Before pursuing surgical treatment, Dr. Kruse will often recommend more conservative options, such as rest, physical therapy, strengthening exercises, pain medications, and/or anti-inflammatory medications. If surgery remains the best option to relieve pain, Dr. Kruse will often use arthroscopic techniques to repair or remove the damaged areas.
4. How is carpal tunnel syndrome treated?
Carpal tunnel syndrome is caused by an abnormal amount of pressure placed on the nerve within the wrist. Patients suffering from carpal tunnel syndrome will often experience numbness, weakness, and pain in the hand and wrist, which may radiates up the arm.
Patients with early carpal tunnel syndrome are often able to relieve symptoms by resting their hands and wrists, applying ice to the affected wrist, and modifying activities to relieve stress placed upon the wrist. Some patients require wrist splinting and even steroid injections to relieve the pressure on the nerve. If symptoms continue or worsen, Dr. Kruse will often recommend carpal tunnel release surgery, in which a minimally invasive technique is used to relieve pressure on the nerve in the wrist.

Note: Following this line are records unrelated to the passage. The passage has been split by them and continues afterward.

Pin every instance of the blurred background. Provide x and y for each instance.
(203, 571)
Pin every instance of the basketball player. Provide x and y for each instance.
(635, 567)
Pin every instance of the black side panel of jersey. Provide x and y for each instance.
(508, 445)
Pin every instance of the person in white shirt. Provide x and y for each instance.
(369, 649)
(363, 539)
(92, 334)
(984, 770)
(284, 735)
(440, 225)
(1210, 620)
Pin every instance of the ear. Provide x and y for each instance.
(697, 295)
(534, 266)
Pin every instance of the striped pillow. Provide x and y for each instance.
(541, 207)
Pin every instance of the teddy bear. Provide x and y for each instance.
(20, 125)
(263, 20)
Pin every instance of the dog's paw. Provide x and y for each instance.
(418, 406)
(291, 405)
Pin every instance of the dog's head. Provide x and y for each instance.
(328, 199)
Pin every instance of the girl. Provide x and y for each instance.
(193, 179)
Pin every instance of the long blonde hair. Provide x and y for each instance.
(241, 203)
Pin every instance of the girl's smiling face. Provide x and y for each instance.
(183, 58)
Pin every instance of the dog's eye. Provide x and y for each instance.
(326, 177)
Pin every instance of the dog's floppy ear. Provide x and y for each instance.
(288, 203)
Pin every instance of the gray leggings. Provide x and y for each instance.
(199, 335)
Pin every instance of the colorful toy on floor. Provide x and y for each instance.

5. What are the benefits of custom-fit or gender-specific knee replacement?
By using custom-fit or gender-specific knee implants, Dr. Kruse is able to replace the damaged joint with more precision, in turn improving the alignment of joint components. There are several benefits of using a custom-fit or gender-specific implants during knee replacement surgery including—a more natural fit, improved range of motion, decreased recovery time, and longer implant life. The increased lifespan of the implant is due to the more natural fit, resulting in decreased pressure placed on the joint during movement.